Ich habe mich 1990 gerade als Christ und Theologe für die FDP entschieden, weil mir das realistische Menschenbild der Liberalen sympathisch war. Wir Liberale nehmen die Menschen zur Kenntnis wie sie sind, nicht wie Idealisten sie gerne haben möchten. Zugleich Gottesebenbild und Sünder heißt es in der christlichen Tradition, zu verantwortlichem Handeln für die Mitmenschen fähig und zugleich von Eigeninteressen und Allmachtsphantasien geleitet, heißt es im liberalen Gedankengut. Dieses duale Menschenbild – zugleich triebgesteuertes Tier und mitfühlend-rationales Geschöpf – verbindet religiöse und liberale Menschen.

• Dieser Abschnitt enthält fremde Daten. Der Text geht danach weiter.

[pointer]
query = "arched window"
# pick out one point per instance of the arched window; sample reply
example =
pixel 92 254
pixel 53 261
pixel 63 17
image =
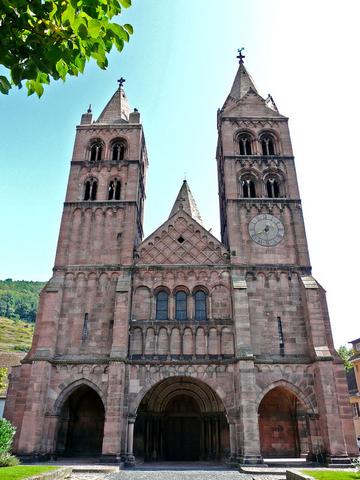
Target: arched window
pixel 200 305
pixel 248 187
pixel 273 187
pixel 180 306
pixel 114 189
pixel 96 151
pixel 90 189
pixel 118 151
pixel 162 301
pixel 245 144
pixel 268 145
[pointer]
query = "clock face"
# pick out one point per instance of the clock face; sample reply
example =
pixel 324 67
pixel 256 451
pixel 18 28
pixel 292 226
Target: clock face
pixel 266 230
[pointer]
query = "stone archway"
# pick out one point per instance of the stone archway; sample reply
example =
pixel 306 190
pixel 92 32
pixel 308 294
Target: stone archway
pixel 81 423
pixel 181 419
pixel 282 424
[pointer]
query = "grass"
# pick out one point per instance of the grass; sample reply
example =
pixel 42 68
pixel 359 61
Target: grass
pixel 15 335
pixel 22 471
pixel 332 475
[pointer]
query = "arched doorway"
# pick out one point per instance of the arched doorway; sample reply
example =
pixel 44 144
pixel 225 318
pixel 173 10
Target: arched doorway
pixel 181 419
pixel 81 424
pixel 282 424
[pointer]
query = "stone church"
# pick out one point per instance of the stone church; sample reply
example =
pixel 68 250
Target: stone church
pixel 179 346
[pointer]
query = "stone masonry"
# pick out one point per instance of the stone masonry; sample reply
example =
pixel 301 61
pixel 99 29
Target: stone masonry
pixel 179 346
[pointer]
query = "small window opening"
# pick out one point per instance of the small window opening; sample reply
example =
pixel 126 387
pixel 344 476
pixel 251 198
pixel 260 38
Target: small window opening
pixel 85 330
pixel 245 145
pixel 96 152
pixel 281 337
pixel 114 190
pixel 248 188
pixel 90 189
pixel 118 151
pixel 273 188
pixel 267 143
pixel 180 306
pixel 162 301
pixel 200 305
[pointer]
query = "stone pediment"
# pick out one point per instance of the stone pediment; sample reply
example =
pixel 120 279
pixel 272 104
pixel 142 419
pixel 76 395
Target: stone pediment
pixel 182 241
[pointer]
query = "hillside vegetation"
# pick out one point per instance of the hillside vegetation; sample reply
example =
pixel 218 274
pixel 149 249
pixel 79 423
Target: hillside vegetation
pixel 19 299
pixel 15 335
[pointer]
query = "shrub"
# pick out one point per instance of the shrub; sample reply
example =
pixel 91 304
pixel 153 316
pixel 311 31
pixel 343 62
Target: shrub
pixel 8 460
pixel 7 432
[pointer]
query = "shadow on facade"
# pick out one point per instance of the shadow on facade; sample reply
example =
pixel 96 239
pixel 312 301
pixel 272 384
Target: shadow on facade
pixel 181 419
pixel 81 424
pixel 282 424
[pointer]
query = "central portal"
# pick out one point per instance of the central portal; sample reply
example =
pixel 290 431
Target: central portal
pixel 181 419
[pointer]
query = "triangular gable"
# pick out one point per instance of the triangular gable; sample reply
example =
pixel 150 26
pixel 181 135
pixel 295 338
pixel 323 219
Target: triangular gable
pixel 251 104
pixel 181 240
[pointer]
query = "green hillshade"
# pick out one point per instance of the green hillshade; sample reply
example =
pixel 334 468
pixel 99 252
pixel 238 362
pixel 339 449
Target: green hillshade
pixel 23 471
pixel 15 335
pixel 332 475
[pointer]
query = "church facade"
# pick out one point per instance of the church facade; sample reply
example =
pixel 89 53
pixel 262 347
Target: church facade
pixel 179 346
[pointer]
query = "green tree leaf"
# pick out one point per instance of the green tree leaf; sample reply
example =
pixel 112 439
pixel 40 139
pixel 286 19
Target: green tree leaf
pixel 5 85
pixel 48 40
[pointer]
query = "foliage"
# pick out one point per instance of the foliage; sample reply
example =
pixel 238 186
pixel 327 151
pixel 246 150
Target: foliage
pixel 8 460
pixel 24 471
pixel 44 39
pixel 15 336
pixel 19 299
pixel 3 378
pixel 345 354
pixel 7 432
pixel 331 475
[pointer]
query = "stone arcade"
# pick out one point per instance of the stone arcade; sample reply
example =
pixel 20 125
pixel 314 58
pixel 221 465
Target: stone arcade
pixel 179 346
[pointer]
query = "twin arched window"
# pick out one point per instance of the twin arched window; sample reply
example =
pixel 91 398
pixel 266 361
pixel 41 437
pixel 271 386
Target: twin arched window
pixel 273 187
pixel 96 150
pixel 162 305
pixel 181 305
pixel 267 145
pixel 114 189
pixel 118 151
pixel 248 187
pixel 90 189
pixel 247 145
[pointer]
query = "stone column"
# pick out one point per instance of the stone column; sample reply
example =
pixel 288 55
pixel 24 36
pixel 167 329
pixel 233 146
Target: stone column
pixel 113 411
pixel 130 459
pixel 249 447
pixel 232 435
pixel 247 426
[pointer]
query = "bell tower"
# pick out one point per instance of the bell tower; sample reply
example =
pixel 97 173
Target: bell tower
pixel 103 211
pixel 260 206
pixel 279 310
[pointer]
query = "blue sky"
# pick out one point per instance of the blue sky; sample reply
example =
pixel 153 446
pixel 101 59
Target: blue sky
pixel 179 67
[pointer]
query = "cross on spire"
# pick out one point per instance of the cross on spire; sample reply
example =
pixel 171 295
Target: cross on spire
pixel 121 82
pixel 240 55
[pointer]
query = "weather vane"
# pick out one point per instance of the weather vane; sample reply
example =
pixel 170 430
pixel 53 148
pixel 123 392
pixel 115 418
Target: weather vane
pixel 121 82
pixel 241 56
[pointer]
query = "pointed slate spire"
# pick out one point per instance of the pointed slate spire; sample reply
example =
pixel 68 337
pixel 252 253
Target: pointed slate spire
pixel 185 201
pixel 242 83
pixel 117 110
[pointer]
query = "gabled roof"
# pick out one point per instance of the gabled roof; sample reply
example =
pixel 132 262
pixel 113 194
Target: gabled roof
pixel 185 201
pixel 242 83
pixel 244 99
pixel 117 109
pixel 182 240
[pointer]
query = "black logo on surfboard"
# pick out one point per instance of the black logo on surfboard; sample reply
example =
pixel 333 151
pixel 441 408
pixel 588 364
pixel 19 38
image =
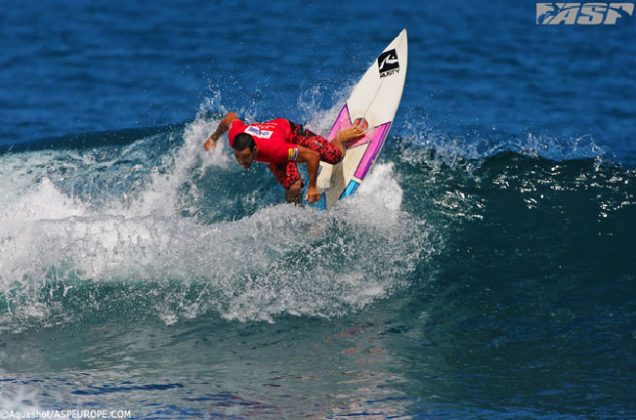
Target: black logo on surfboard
pixel 388 63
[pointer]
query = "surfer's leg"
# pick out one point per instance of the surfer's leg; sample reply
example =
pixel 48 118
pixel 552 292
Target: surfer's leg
pixel 288 176
pixel 329 152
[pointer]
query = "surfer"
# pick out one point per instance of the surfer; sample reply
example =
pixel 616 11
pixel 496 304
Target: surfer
pixel 282 144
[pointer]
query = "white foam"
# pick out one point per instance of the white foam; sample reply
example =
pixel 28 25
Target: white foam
pixel 246 269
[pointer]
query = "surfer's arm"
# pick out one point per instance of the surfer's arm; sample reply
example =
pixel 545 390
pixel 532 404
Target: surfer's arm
pixel 312 159
pixel 224 125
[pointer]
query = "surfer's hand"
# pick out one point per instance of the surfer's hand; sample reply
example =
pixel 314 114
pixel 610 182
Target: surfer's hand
pixel 312 195
pixel 210 143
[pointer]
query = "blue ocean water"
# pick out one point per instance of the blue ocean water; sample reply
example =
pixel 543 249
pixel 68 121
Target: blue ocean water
pixel 486 268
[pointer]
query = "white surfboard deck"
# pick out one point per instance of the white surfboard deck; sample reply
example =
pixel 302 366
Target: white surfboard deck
pixel 376 98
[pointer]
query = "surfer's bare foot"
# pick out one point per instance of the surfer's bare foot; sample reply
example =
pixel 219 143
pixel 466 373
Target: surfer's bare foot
pixel 349 134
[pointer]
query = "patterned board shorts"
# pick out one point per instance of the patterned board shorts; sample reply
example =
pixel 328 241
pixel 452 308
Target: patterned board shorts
pixel 287 173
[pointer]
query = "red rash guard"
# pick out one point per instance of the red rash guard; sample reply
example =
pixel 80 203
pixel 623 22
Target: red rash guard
pixel 273 139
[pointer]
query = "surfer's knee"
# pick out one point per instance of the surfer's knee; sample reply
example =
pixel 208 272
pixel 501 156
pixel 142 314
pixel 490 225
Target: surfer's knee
pixel 333 156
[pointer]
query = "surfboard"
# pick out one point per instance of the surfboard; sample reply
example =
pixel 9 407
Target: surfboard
pixel 375 98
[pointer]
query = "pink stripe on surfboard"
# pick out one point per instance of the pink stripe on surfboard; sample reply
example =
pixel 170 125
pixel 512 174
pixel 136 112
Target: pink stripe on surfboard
pixel 375 138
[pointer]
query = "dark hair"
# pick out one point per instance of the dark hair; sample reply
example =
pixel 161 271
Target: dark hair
pixel 242 141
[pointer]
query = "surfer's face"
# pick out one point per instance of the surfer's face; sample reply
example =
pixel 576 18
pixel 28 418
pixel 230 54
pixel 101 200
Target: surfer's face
pixel 245 157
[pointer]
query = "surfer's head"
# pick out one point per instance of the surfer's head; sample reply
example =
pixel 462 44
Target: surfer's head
pixel 244 149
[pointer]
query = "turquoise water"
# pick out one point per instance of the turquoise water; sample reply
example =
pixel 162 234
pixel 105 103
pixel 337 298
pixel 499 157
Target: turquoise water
pixel 485 269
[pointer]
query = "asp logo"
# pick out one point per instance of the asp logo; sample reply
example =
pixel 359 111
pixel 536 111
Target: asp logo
pixel 255 131
pixel 388 63
pixel 582 13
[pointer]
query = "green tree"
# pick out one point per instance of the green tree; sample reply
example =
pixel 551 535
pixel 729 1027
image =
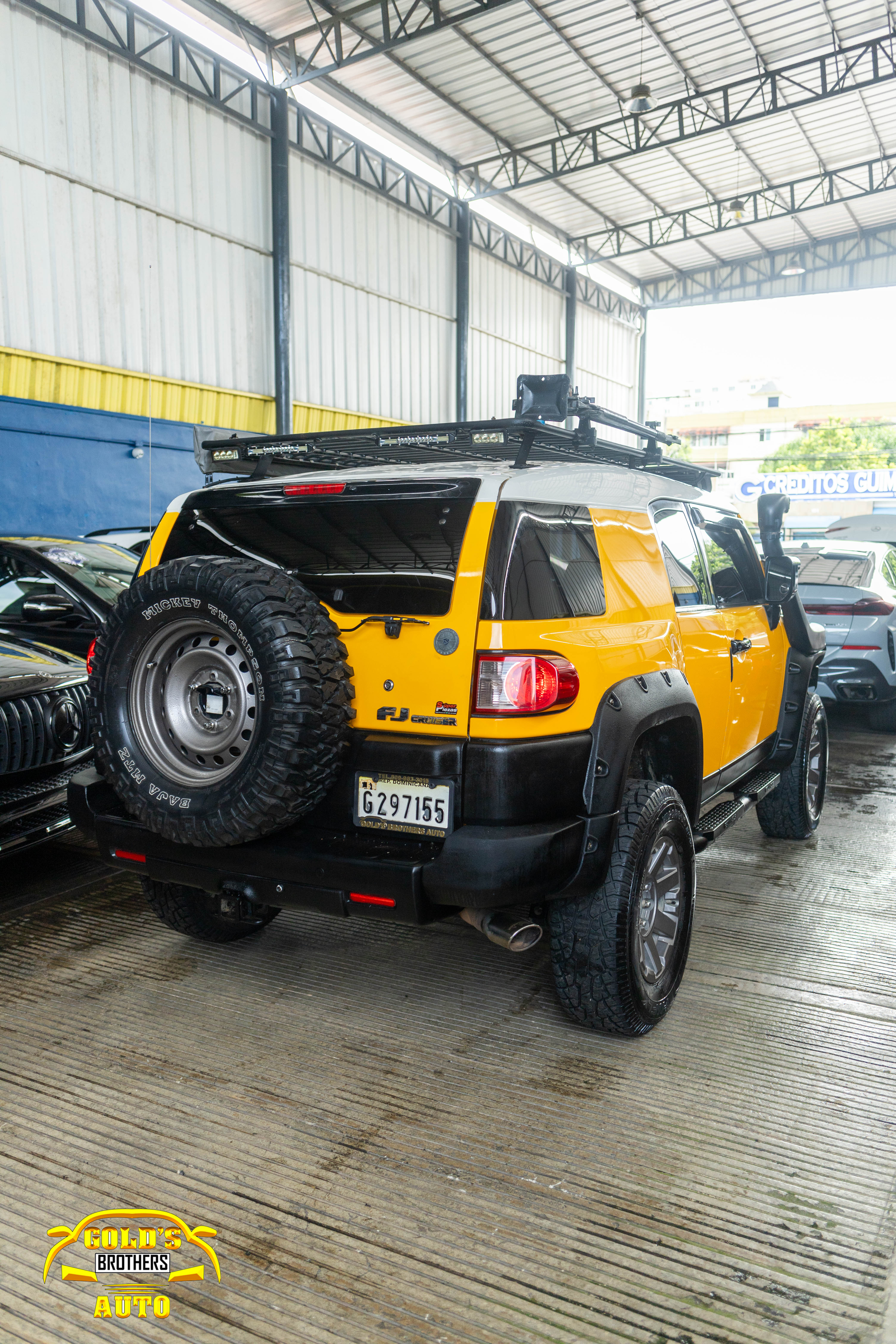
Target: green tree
pixel 836 448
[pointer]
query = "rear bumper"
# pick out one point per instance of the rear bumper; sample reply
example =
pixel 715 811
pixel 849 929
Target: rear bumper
pixel 34 812
pixel 311 867
pixel 854 682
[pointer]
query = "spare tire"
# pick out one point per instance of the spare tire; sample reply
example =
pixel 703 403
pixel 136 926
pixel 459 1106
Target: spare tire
pixel 221 701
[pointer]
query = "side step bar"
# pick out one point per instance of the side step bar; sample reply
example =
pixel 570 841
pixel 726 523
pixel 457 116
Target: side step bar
pixel 718 820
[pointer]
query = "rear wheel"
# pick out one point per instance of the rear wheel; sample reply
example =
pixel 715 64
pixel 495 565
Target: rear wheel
pixel 202 916
pixel 620 954
pixel 793 810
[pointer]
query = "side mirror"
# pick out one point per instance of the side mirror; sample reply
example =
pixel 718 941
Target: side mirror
pixel 49 607
pixel 781 579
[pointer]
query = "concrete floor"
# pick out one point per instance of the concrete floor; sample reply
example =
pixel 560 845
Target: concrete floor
pixel 400 1138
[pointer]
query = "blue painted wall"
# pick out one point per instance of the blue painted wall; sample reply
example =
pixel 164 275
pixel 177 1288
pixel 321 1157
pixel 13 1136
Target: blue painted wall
pixel 68 471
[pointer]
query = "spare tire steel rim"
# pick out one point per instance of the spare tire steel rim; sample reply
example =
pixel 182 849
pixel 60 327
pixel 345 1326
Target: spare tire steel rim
pixel 659 913
pixel 193 703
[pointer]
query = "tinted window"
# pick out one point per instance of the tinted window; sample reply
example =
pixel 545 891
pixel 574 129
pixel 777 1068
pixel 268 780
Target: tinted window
pixel 107 570
pixel 393 557
pixel 734 568
pixel 888 570
pixel 836 569
pixel 18 583
pixel 682 557
pixel 543 565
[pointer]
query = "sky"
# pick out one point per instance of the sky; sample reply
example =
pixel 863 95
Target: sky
pixel 820 349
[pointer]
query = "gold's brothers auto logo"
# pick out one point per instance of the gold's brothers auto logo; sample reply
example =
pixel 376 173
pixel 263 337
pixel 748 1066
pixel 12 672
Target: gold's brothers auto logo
pixel 115 1244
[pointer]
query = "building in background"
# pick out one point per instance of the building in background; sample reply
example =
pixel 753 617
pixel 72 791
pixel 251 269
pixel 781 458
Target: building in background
pixel 737 427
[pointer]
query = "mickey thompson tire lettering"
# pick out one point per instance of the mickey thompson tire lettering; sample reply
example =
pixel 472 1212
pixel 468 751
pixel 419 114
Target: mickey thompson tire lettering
pixel 292 667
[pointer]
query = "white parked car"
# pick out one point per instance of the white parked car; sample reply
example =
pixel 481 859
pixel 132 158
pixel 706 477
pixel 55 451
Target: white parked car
pixel 851 589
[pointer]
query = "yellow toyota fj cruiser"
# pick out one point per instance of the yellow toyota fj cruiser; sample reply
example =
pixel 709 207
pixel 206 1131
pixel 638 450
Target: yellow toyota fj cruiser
pixel 500 669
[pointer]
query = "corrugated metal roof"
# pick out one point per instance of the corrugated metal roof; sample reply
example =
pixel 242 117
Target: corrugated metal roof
pixel 539 68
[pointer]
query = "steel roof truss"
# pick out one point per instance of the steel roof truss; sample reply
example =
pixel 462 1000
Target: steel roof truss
pixel 762 95
pixel 341 42
pixel 773 202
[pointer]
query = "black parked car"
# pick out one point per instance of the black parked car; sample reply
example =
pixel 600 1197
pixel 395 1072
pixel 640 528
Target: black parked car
pixel 60 589
pixel 45 738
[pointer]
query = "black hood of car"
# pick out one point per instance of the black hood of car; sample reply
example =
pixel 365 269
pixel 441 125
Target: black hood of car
pixel 27 667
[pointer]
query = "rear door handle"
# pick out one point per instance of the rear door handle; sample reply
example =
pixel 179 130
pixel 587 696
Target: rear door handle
pixel 737 647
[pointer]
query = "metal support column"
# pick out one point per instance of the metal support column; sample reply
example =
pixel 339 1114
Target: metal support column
pixel 570 282
pixel 643 367
pixel 280 249
pixel 463 304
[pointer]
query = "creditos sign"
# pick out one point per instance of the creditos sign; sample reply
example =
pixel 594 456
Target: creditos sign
pixel 875 483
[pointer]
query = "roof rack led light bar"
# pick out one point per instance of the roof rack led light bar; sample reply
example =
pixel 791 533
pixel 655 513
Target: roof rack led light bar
pixel 532 437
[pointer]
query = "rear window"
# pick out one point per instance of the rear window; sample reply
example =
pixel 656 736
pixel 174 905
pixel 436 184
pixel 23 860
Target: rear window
pixel 543 565
pixel 379 554
pixel 835 569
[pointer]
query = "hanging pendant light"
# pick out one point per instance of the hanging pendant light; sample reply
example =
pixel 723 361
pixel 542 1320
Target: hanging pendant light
pixel 641 100
pixel 795 267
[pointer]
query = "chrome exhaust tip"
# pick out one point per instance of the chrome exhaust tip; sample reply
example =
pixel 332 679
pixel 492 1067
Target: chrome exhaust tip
pixel 515 936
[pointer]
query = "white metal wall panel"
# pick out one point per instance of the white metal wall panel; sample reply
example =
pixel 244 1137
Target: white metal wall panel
pixel 516 327
pixel 105 174
pixel 373 300
pixel 606 361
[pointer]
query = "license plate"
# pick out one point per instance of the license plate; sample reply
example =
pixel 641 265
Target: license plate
pixel 405 803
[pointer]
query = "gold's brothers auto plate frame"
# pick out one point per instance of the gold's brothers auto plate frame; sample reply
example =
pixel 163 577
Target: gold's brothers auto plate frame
pixel 416 796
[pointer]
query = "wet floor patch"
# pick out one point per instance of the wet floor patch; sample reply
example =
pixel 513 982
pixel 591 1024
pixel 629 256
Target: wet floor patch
pixel 400 1138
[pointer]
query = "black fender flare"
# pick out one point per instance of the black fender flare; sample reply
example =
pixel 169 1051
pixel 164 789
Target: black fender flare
pixel 629 710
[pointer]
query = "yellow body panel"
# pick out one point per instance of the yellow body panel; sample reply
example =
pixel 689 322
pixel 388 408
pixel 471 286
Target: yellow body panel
pixel 422 677
pixel 706 643
pixel 158 542
pixel 758 681
pixel 639 634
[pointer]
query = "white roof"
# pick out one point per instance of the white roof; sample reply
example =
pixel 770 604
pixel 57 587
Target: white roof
pixel 531 70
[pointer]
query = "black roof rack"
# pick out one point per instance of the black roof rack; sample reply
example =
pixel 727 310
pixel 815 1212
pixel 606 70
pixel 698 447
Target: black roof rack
pixel 527 440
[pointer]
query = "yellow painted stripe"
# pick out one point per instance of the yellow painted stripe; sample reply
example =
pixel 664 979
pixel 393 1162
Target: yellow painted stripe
pixel 158 541
pixel 72 382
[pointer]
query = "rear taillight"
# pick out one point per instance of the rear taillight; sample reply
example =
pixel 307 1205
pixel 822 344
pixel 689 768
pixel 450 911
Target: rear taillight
pixel 523 683
pixel 316 488
pixel 866 607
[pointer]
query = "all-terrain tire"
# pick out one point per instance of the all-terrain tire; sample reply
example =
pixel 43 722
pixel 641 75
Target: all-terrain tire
pixel 596 954
pixel 882 718
pixel 793 810
pixel 218 769
pixel 198 915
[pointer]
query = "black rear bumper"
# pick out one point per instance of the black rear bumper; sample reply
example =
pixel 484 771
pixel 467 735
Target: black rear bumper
pixel 314 867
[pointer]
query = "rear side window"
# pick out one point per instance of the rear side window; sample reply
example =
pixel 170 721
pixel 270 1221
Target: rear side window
pixel 836 569
pixel 682 557
pixel 734 566
pixel 543 565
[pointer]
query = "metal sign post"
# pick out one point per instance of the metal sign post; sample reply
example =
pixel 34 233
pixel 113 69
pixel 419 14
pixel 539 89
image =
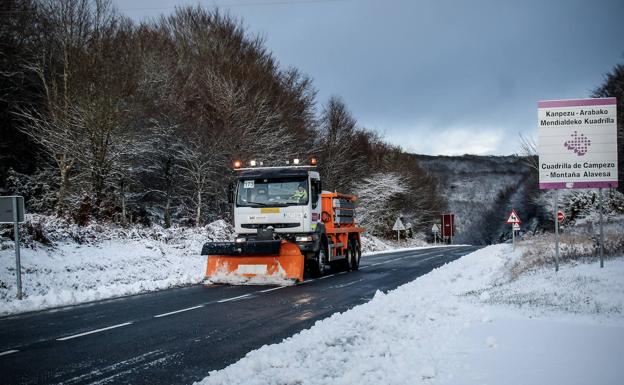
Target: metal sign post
pixel 601 233
pixel 12 211
pixel 514 220
pixel 398 226
pixel 574 136
pixel 435 229
pixel 556 230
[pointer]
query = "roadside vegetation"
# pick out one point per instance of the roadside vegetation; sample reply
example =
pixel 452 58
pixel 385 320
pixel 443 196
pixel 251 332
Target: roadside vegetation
pixel 104 118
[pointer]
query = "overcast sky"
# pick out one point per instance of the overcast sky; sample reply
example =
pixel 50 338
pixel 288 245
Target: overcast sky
pixel 437 76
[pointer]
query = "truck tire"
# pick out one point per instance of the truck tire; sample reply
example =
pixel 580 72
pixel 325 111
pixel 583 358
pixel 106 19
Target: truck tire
pixel 317 268
pixel 343 264
pixel 354 255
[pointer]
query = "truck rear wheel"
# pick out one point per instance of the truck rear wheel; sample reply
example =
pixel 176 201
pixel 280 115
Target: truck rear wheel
pixel 353 255
pixel 317 267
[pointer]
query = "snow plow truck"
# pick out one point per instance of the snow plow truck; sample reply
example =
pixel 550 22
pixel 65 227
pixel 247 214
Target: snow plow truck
pixel 285 225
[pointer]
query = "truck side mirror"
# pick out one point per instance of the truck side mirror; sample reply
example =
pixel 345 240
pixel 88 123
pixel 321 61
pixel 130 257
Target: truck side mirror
pixel 231 193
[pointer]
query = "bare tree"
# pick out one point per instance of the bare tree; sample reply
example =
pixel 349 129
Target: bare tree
pixel 341 162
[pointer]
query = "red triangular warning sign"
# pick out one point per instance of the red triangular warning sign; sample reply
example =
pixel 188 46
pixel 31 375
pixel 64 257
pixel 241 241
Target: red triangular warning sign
pixel 513 217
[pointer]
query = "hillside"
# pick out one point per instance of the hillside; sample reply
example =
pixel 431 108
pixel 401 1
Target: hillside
pixel 479 191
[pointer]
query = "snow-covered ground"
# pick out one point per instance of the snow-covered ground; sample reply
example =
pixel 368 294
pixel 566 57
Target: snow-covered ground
pixel 80 264
pixel 464 323
pixel 87 264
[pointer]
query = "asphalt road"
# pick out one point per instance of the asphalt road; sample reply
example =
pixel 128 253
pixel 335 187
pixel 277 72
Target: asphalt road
pixel 177 336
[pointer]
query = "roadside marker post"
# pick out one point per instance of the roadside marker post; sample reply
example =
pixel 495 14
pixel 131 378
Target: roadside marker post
pixel 12 211
pixel 556 230
pixel 601 233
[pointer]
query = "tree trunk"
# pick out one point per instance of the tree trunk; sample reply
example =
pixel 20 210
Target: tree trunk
pixel 64 167
pixel 198 217
pixel 168 212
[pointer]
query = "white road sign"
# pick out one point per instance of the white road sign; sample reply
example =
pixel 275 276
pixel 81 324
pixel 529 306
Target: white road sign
pixel 513 217
pixel 577 143
pixel 398 225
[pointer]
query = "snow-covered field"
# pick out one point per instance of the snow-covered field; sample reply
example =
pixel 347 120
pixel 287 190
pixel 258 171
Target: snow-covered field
pixel 98 262
pixel 82 264
pixel 464 323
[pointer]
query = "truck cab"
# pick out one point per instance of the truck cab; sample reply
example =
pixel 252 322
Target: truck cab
pixel 278 203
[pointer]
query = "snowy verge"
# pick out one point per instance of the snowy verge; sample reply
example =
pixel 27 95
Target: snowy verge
pixel 435 329
pixel 97 262
pixel 66 264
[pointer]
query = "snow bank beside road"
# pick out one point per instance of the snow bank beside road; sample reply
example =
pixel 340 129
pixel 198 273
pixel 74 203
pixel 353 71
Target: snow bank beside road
pixel 106 263
pixel 66 264
pixel 435 329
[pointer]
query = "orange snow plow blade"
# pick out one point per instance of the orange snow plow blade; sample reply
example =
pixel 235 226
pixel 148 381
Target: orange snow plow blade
pixel 237 264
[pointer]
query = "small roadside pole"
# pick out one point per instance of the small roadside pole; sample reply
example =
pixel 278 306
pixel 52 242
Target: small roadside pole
pixel 514 220
pixel 398 226
pixel 559 218
pixel 12 211
pixel 436 230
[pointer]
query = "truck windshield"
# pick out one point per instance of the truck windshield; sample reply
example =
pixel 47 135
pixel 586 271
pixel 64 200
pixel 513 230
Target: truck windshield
pixel 272 192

Wenn man über Ethik, Verantwortung und Politik nachdenkt, lohnt es sich, an den Beginn der philosophischen Auseinandersetzung zu diesem Thema zurückzugehen. Da landet man bei Sokrates, dem Urvater des Nachdenkens über Ethik. Man wird auch schnell und ernüchternd fündig. Wir schreiben das Jahr 399 v.Chr.: Sokrates gibt seinen Schülern kurz vor seinem Tod durch den Schierlingsbecher noch Weisheiten mit auf den Weg. Eine davon lautet, seine innere Stimme habe ihn immer davon abgehalten, sich aktiv in die Politik zu mischen: „Denn wisst nur, ihr Athener, wenn ich schon vor langer Zeit unternommen hätte, mich um die politischen Dinge zu kümmern, wäre ich schon vor langer Zeit umgekommen.“ Er empfiehlt dringend Abstand von der Politik, denn in einer Welt, die von Machtbesessenheit und Heuchelei geprägt sei, müsse man sich verhalten „wie einer im Winter sich unterstellt, wenn Staubwind und Regenschauer umhertreiben.“ Am Anfang allen Nachdenkens steht also die Behauptung, Ethik und Politik seien unvereinbar. Die Empfehlung lautet, eine Abseitsperspektive einzunehmen, denn Politik verderbe den Charakter. Diese Einschätzung ist in der Bevölkerung gerade heute mehrheitsfähig. Dem GfK-Vertrauensindex 2013 kann man entnehmen, dass gerade einmal 16 Prozent der Deutschen den Politikern vertrauen. Das ist ernüchternd. Es ist aber auch eine sehr lebenspraktische Perspektive, die seit 2400 Jahren gepflegt wird, denn Fernhalten vom politischen Prozess legitimiert auch das Sich-nicht-informieren-müssen. Wir kennen das in der Region: Über viele Jahre wurde aktiv über S21 informiert und es hat fast niemanden interessiert. 2010 als es an die Umsetzung ging, kam dann der große Aufschrei und der Vorwurf von „Hinterzimmerentscheidungen“ und die Behauptung „Wir wurden nicht informiert und beteiligt“. Jüngst hat die Regionalverwaltung zwölf mäßig besuchte Infoveranstaltungen zur Windkraft in der Region durchgeführt, es hätten 120 sein können und dennoch wird der empörte Vorwurf kommen „Wir wurden nicht informiert“, wenn das Windrad vor der eigenen Haustür errichtet wird.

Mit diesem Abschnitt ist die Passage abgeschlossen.